Le but de ceux qui contrefont l’information : diffuser aussi largement que possible dans l’opinion publique des messages. Leurs intentions ? Elles peuvent être humoristiques, satiriques, mais elles peuvent aussi être idéologiques, politiques, économiques... Vinci en a fait les frais en 2016 : un faux communiqué de presse annonce le licenciement du directeur financier du Groupe. La fausse information est reprise par les médias. Dans les minutes qui suivent, l’action dégringole : les pertes s’élèvent à 7 milliards d’Euros.

 

« Un ami médecin m’a dit que »…

Fiables à première vue, ces messages contiennent régulièrement de fausses informations sur le virus et sur la manière de s’en prémunir. Par exemple, on peut lire qu’il faut boire des boissons chaudes ou prendre des bains de soleil parce que le virus ne résiste pas à la chaleur. En Allemagne, un message a circulé et fait courir la rumeur de la fermeture des supermarchés Aldi. À Madrid, certains habitants ont reçu des messages vocaux annonçant la concentration des urgences pédiatriques dans un seul hôpital. En Afrique, on peut lire que le virus se transmet par les moustiques. Ces informations sont fausses. Pourtant, elles se diffusent comme des traînées de poudre. Pire encore, certains articles prennent toute l’apparence de contenus scientifiques fiables (graphiques, termes scientifiques), alors qu’il n’en est rien.

 

Médias et réseaux sociaux mobilisés

Depuis le début de la crise, de très nombreux médias et leurs cellules de fact checking  (vérification d’informations) allument des contre-feux à ces rumeurs. Article par article, ils tentent de rétablir les faits et de démonter les contre-vérités en se livrant à une véritable bataille pour l’attention du public.

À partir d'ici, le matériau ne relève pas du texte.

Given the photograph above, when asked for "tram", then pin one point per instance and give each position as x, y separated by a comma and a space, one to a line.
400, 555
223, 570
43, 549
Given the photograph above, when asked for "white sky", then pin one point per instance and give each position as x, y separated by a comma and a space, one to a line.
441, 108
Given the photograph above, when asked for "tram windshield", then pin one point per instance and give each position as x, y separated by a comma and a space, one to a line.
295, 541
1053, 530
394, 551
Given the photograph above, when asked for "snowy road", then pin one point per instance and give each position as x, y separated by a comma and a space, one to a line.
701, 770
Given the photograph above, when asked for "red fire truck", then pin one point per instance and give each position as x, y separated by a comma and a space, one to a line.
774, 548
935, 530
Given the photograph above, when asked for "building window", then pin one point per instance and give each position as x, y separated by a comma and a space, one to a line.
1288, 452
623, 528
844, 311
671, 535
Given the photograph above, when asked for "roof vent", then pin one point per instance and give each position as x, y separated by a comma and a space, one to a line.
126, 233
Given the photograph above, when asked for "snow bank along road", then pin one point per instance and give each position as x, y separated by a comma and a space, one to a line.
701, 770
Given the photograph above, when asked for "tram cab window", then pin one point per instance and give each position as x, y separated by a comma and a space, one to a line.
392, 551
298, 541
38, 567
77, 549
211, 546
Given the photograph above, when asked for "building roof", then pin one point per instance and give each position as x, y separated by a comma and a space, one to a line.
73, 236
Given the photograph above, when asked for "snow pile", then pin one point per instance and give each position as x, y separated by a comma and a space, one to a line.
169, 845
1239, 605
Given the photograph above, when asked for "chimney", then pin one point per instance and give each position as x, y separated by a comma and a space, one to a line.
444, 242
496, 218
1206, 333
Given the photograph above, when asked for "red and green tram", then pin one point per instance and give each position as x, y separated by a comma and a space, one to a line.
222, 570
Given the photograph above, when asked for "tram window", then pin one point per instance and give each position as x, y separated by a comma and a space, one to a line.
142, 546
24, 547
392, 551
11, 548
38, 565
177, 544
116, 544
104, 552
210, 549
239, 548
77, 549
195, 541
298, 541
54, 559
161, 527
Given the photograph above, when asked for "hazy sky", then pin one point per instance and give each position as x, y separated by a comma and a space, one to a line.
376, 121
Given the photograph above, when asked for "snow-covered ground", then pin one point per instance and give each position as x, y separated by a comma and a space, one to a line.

De leur côté, les grandes plateformes numériques ont – fait inédit – publié une déclaration commune lundi 16 mars.

 

fake news

« Nous travaillons conjointement sur les efforts de réponse au COVID-19. Nous aidons des millions de personnes à rester connectées, tout en combattant la fraude et la désinformation au sujet du virus, en augmentant le nombre de contenus qui font autorité sur nos plateformes et en partageant des mises à jour critiques en coordination avec les agences de santé nationales des différents pays du monde. »

 

 

Nos conseils pour faire le tri

  • S’il s’agit d’un article en ligne, appliquez ces quelques conseils publiés par le gouvernement français, par l’association à but non lucratif Check Africa : vérifiez que la publication est fiable, que l’article cite des sources (avec des liens), lisez les commentaires.
     
  • S’il s’agit plutôt de messages ou de posts sur les réseaux sociaux, fiez-vous à cette vidéo de la BBC ou bien à ce dossier de France Inter, qui vous conseille par exemple de ne pas croire aux arguments d’autorité du type « un chercheur de Wuhan m’a dit que… ».
     
  • En cas de doute  lisez cet article publié par l’OMS : il apporte la réponse scientifique à la plupart des fausses informations qui circulent.